Buddy and Julie Miller, Breakdown on 20th Avenue South (New West Records) – This multi-Grammy-winning, folk-rock couple vanished for a decade while Julie fought a chronic disease, but they are back in audacious form. The new studio work features snarling rock dished out in a Southern twang, and lyrics that are downright transcendent, particularly in the closing “Storm of Kisses.”
Madonna, Madame X (Interscope) – Given her irregular television and stage appearances in recent months, Madonna could have made a much worse studio album than the surreal globe-hopping concept album here. Critics might perceive Madame X as a superficial romp through Latin American styles, but Madonna weaving a playful mystery tale offers far more choice moments than her recent albums that tried to reclaim sexuality in her sixth decade.

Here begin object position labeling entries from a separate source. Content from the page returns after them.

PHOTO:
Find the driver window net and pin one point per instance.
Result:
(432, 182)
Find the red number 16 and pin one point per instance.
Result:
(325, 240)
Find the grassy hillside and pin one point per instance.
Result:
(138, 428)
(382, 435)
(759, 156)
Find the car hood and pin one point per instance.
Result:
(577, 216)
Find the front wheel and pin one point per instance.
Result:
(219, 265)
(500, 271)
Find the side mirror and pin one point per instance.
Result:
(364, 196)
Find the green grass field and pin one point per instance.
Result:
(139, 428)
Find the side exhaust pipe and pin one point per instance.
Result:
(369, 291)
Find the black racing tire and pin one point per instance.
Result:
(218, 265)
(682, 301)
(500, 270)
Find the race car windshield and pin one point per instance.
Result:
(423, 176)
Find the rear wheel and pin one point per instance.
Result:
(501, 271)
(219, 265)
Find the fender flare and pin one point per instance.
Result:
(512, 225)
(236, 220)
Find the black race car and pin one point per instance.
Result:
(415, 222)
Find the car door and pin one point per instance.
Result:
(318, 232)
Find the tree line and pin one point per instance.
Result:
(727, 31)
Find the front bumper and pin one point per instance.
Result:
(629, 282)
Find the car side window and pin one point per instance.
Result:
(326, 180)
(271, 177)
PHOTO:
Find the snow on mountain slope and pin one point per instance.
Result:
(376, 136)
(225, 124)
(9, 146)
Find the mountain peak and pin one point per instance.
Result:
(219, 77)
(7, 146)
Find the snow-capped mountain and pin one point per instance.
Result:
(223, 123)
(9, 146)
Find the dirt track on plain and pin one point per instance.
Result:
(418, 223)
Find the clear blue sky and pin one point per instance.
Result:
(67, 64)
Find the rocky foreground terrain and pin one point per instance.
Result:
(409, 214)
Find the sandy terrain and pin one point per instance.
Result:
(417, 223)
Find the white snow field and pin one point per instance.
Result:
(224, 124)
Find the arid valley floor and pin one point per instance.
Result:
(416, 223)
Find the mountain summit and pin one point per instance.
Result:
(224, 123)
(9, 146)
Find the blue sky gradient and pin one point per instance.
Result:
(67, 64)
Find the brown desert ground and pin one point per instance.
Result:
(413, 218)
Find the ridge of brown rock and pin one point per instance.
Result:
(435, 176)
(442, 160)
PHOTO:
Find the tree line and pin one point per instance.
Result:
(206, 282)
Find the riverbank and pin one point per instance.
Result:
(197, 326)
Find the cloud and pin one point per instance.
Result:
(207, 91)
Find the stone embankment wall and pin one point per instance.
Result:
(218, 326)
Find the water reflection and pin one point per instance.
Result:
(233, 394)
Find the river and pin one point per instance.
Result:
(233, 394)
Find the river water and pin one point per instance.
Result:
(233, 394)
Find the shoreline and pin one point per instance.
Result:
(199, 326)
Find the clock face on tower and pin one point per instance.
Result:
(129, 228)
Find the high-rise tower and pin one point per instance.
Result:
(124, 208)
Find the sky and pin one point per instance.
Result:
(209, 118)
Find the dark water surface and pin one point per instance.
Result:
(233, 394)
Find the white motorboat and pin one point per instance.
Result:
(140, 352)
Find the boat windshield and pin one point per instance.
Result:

Mindi Abair and the Boneshakers, No Good Deed (Pretty Good for a Girl Records) – In the midst of women’s blues-rock releases that rely on predictable riffs, Abair’s third album with the Boneshakers band bursts with hints of the best moments from artists like Elle King, Bonnie Raitt and even The Black Keys, yet Abair sustains the energy longer than any of them. The 10 songs chosen for the album, most Abair originals, do not suffer from a single weak cut, and the fact that the lead vocalist plays saxophone means her insane sax riffs are not mixed down in the engineering.